In recent years, some Native American populations have sought to turn back the hands of time and raise the nutritional standards in their communities. The University of Kansas’ American Indian Health and Diet Project, for example, connects Native Americans on Minnesota’s White Earth Reservation with wild rice, corn, and other traditional foods. Profits from that project fund the White Earth Land Recovery Project, an effort to preserve original land practices. The University of North Carolina also started gardens through its Healthy, Native North Carolinians project.
There’s also been some legislative progress in this area. Last November, Navajo Nation President Ben Shelly signed the United States’ first junk food tax into law as part of an effort to curb consumption of healthy food and fund wellness projects among the more than 300,000 people living on the reservation that spans three states. The tax, which goes into effect next month, will generate an estimated $1 million annually for greenhouses, food processing and storage facilities, traditional food cooking classes, community gardens, and other initiatives to promote healthy eating.
The new food tax, in tandem with a spring 2014 amendment that removed a five percent tribal sales tax on fresh fruits and vegetables, may help Native American communities engage in discussion about how to best live a healthy lifestyle.
“I’ve been telling the councils, food can either empower us and make us strong, or it can kill us. Healthy food is not just our tradition, it’s our identity. This is the start of a return to food sovereignty,” Denisa Livingston, a community health advocate with the Diné Community Advocacy Alliance (DCAA), a grassroots organization of community volunteers that authored the legislation, told Mother Jones.
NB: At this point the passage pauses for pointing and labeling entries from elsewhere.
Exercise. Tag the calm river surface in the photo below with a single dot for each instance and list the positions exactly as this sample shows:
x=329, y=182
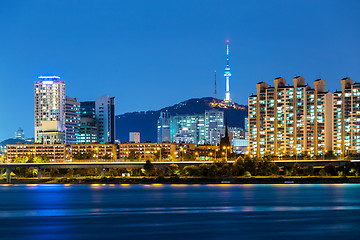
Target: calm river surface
x=180, y=211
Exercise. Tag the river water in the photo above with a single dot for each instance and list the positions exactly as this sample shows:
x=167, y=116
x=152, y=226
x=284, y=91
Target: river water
x=180, y=211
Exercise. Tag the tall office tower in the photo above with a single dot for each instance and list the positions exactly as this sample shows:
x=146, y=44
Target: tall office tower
x=19, y=134
x=134, y=137
x=105, y=118
x=191, y=125
x=214, y=126
x=72, y=120
x=290, y=119
x=227, y=74
x=163, y=128
x=246, y=128
x=87, y=109
x=346, y=132
x=49, y=96
x=88, y=129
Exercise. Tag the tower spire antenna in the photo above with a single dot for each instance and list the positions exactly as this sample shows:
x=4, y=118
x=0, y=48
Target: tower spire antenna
x=215, y=95
x=227, y=74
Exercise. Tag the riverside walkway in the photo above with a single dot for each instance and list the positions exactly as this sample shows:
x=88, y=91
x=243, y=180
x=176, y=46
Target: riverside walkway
x=163, y=165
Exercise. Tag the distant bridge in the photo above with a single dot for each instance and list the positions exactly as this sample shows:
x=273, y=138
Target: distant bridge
x=163, y=165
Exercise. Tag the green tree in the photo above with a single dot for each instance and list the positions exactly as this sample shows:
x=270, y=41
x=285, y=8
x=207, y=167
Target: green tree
x=149, y=168
x=172, y=170
x=54, y=172
x=70, y=172
x=309, y=170
x=204, y=170
x=191, y=171
x=160, y=154
x=296, y=169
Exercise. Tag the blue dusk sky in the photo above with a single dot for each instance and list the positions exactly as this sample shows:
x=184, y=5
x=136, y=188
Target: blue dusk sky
x=152, y=54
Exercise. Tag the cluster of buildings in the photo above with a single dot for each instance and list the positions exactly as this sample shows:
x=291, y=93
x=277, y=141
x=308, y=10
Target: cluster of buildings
x=300, y=119
x=66, y=129
x=108, y=151
x=200, y=129
x=60, y=119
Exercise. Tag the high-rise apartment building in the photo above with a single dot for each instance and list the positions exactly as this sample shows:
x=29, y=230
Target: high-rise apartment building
x=346, y=126
x=72, y=120
x=49, y=101
x=88, y=129
x=191, y=125
x=214, y=126
x=19, y=134
x=105, y=118
x=290, y=120
x=163, y=128
x=198, y=128
x=134, y=137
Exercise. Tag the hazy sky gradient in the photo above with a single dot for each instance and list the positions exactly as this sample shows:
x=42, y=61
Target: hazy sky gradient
x=152, y=54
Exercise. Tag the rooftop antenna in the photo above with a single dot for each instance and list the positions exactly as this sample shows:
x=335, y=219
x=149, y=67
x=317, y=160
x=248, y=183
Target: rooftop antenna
x=215, y=85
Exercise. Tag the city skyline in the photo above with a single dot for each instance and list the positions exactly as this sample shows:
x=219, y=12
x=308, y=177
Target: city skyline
x=110, y=55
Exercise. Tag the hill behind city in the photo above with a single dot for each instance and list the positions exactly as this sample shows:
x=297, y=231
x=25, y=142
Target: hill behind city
x=145, y=122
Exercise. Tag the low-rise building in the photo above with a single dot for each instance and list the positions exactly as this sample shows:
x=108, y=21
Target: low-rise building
x=55, y=152
x=95, y=151
x=147, y=150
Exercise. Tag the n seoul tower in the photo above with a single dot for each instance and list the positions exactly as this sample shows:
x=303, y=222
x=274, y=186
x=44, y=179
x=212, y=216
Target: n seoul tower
x=227, y=74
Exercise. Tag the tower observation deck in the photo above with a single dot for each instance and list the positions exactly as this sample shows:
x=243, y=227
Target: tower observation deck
x=227, y=75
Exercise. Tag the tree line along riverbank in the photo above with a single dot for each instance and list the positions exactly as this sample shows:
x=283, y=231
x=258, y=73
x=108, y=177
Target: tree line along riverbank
x=244, y=169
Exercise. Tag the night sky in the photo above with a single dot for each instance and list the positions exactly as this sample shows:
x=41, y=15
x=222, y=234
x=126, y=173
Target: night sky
x=152, y=54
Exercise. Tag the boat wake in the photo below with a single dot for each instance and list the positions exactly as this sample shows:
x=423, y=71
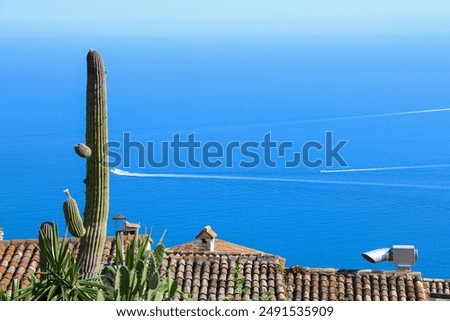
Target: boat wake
x=120, y=172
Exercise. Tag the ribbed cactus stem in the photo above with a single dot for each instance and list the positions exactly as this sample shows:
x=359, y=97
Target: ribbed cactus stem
x=97, y=168
x=46, y=229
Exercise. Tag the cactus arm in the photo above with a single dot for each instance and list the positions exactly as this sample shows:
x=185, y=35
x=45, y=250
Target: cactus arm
x=97, y=169
x=72, y=216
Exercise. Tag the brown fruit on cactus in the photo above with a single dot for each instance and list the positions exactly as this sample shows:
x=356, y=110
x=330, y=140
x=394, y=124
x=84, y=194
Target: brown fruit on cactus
x=83, y=151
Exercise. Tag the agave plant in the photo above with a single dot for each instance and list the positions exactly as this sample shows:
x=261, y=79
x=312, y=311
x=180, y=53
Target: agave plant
x=135, y=274
x=60, y=276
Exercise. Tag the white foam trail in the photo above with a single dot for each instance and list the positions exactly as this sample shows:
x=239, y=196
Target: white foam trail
x=270, y=179
x=374, y=169
x=402, y=113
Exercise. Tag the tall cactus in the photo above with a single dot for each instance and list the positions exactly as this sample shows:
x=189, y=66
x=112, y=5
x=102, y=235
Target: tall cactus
x=97, y=168
x=92, y=231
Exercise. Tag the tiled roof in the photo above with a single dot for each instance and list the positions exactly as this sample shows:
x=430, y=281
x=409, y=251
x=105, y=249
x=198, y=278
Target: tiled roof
x=305, y=284
x=222, y=276
x=438, y=288
x=239, y=273
x=222, y=246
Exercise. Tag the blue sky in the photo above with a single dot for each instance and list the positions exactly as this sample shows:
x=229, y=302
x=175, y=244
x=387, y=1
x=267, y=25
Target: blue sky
x=221, y=17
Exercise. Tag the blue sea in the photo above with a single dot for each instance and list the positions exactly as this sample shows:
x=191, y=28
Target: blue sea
x=365, y=90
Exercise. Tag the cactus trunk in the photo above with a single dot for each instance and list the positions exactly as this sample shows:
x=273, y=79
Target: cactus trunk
x=97, y=168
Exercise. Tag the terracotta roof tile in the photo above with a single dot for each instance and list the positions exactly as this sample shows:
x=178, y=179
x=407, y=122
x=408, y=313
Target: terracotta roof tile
x=211, y=275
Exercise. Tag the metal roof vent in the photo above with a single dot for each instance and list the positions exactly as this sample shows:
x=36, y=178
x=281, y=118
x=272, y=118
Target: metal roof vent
x=403, y=256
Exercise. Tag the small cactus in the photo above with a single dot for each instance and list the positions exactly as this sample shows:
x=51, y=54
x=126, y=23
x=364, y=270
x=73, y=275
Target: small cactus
x=45, y=230
x=72, y=216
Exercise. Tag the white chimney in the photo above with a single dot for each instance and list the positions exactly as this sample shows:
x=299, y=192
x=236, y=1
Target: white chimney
x=206, y=238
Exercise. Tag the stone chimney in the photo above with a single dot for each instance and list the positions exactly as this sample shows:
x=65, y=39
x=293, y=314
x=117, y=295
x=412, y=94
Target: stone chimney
x=206, y=238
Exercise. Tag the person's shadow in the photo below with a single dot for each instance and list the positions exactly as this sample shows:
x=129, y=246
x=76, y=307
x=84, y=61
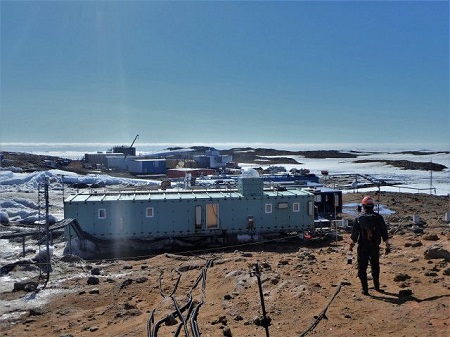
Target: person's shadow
x=395, y=298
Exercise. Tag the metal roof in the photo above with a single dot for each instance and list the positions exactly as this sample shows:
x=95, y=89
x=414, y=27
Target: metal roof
x=177, y=195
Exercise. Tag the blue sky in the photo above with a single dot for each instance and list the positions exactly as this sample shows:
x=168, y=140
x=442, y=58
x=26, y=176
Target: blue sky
x=217, y=72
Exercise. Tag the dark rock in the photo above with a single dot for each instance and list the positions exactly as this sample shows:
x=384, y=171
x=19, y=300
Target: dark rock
x=71, y=258
x=141, y=279
x=405, y=293
x=27, y=286
x=431, y=237
x=401, y=277
x=92, y=280
x=96, y=271
x=170, y=320
x=126, y=283
x=436, y=252
x=36, y=312
x=227, y=331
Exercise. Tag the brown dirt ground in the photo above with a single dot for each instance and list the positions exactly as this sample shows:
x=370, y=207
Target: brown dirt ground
x=299, y=280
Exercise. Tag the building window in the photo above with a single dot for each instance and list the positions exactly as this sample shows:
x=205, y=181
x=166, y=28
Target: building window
x=310, y=208
x=102, y=213
x=149, y=212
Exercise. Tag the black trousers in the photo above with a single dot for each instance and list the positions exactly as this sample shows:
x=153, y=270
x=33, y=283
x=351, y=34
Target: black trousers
x=366, y=254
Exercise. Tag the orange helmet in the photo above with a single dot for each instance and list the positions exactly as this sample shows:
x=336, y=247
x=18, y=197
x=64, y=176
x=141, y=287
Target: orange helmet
x=367, y=201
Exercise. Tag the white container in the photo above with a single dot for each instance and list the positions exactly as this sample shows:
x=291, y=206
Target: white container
x=447, y=217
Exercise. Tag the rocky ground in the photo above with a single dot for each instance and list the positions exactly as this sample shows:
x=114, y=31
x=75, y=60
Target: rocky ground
x=308, y=287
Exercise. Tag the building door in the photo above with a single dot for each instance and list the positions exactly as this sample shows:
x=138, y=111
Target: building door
x=198, y=217
x=212, y=216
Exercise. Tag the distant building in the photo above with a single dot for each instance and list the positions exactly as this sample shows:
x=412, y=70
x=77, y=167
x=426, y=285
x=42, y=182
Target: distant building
x=147, y=166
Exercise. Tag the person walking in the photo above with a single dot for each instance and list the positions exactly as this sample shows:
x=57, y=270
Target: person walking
x=368, y=230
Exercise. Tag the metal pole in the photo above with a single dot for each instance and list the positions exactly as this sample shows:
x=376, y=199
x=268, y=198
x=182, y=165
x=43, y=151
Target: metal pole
x=47, y=234
x=261, y=295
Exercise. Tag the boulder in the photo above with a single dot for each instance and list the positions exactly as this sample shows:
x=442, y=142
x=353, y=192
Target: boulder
x=437, y=252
Fulfilling the goal of food sovereignty for Native Americans, however, is a huge undertaking that will take an untold number of dollars. Seeds of Native Health, the SMSC’s latest philanthropic effort for Native Americans nationally, represents what’s arguably the largest investment of a previously underserved community.
In a meeting during which leaders announced the initiative, SMSC leaders said that they hope to attract more partners and donors that understand the gravity of the current health epidemic. “We really trust our communities and our people to tell us what they need,” Lori Watso, the tribe’s secretary-treasurer, told the Minnesota Star Tribune. “They may come to us and say that [they] need to actually grow food; they may need to develop educational programs to help their community members understand how to utilize this food.”